Personal information
- Born: 9 July 1987 (age 38)

Sport
- Sport: Rowing
- Club: Mercantile Rowing Club

Medal record
Men's rowing
Representing Australia
World Rowing Championships
| Gold medal – first place | 2011 Bled | Lwt eight |
| Silver medal – second place | 2010 Karapiro | Lwt eight |

= Thomas Bertrand =

Australian rower

Thomas Bertrand (born 9 July 1987) is an Australian World Champion lightweight rower. He won a gold medal at the 2011 World Rowing Championships in Bled with the lightweight men's eight.

==Club and state rowing==
Bertrand's senior rowing was from the Mercantile Rowing Club in Melbourne.

From 2007 to 2012 Bertrand was selected to represent Victoria in the men's lightweight four contesting the Penrith Cup at the Interstate Regatta within the Australian Rowing Championships.

In Mercantile colours he contested Australian national lightweight titles at the Australian Rowing Championships starting with the men's lightweight eight in 2007.

==International representative rowing==
Bertrand first represented Australia at the 2007 World Rowing U23 Championships in Glasgow in a lightweight coxless four who placed ninth. At the U23 World Championships of 2008 in Brandenburg he raced in the Australian lightweight quad scull who finished sixth overall.

At the 2009 U23 World Championships in Racice he again rowed in the lightweight coxless four and again finished in ninth place. Bertrand also stepped up to the Australian senior lightweight squad in 2009 and competed at Poznan 2009 in the lightweight coxless four who finished fourteenth.

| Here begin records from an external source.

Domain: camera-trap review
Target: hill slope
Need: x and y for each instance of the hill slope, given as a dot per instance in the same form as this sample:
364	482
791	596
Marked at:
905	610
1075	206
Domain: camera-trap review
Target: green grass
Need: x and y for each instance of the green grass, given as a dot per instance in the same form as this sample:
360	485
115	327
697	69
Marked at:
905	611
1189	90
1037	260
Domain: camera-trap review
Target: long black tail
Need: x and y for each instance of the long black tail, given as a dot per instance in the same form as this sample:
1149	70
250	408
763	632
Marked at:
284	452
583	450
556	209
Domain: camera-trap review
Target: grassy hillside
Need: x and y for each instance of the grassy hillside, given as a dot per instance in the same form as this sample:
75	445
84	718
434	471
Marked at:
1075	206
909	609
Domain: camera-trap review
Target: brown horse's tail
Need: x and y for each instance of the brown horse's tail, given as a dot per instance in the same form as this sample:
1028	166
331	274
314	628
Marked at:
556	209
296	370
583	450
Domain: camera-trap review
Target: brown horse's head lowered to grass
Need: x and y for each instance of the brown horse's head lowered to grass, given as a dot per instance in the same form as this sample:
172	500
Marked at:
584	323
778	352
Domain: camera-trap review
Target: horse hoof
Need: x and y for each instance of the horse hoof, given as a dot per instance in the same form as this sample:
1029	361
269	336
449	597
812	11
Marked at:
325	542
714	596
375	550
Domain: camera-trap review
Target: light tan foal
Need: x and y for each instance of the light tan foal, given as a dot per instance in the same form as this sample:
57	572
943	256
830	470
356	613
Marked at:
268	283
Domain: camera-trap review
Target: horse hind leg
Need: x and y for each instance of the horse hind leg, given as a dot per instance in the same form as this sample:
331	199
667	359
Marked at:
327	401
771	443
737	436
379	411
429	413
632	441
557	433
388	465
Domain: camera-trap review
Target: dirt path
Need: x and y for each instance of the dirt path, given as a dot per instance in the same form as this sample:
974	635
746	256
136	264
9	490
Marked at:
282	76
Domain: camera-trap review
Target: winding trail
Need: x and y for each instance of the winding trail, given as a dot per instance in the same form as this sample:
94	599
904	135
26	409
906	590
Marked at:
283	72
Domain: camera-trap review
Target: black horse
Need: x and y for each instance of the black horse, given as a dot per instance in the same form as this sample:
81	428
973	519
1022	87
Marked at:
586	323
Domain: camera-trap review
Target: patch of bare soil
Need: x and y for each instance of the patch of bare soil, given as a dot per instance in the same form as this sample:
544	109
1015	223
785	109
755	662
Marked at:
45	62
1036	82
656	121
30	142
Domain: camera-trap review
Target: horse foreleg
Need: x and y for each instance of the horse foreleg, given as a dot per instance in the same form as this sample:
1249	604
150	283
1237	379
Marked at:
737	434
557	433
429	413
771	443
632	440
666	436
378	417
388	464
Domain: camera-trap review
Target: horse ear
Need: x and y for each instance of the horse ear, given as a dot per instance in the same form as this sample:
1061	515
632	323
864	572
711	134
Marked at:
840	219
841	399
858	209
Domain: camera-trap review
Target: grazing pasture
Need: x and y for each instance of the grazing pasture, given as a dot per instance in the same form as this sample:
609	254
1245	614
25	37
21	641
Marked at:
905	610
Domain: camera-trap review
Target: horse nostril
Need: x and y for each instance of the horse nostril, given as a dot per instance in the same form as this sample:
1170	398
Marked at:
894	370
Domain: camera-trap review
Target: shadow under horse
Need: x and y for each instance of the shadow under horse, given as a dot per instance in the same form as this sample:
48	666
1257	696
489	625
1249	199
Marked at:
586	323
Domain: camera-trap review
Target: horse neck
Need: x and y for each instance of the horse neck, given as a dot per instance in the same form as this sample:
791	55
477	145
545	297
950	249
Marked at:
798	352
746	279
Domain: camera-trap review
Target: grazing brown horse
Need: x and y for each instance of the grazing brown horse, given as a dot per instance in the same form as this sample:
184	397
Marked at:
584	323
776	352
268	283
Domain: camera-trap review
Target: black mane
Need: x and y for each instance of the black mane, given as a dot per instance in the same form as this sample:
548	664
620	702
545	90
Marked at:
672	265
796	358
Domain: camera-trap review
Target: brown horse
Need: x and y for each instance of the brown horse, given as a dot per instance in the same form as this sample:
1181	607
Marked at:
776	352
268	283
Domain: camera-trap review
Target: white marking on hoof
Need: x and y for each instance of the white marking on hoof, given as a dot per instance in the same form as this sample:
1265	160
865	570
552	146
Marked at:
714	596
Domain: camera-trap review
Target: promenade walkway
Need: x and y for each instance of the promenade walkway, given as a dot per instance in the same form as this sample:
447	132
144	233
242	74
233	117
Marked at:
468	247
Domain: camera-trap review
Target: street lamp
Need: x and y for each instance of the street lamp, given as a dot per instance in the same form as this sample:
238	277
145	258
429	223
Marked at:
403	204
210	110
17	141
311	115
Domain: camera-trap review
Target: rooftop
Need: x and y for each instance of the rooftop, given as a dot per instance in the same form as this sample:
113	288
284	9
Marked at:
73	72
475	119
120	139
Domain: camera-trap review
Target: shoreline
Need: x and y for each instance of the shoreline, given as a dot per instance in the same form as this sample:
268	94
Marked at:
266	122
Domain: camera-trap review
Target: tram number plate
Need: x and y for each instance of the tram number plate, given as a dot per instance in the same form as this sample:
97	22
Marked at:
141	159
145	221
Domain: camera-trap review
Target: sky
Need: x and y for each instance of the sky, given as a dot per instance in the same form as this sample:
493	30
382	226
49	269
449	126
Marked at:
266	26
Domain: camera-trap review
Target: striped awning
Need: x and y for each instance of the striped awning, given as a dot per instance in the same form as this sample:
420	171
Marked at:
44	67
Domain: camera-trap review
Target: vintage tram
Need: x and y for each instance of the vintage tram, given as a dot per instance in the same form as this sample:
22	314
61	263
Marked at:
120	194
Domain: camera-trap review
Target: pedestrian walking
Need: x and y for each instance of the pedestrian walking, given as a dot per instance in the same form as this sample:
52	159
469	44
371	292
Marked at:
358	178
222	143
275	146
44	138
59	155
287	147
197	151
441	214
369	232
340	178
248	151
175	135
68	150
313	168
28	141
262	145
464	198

In 2010 at the World Championships in Lake Karapiro, Bertrand was seated at seven in the Australian men's lightweight eight who placed second and won the silver medal. The lightweight eight stayed together into 2011 with the changeout of Perry Ward and Angus Tyers for Rod Chisolm and Tom Gibson and a move of Darryn Purcell into the stroke seat. They raced their final to perfection coming through the field from the 500mark, sitting second at the 1000 and the 1500, and running down the Italians in the last 200m to take the gold by 0.17seconds, winning Bertrand his first World Championship title.

Bertrand and two other rowers from the 2011 world champion eight stayed on into 2012 and contested the 2012 World Championships in Plovdiv. The eight placed fifth. It was Bertrand's last Australian representative appearance.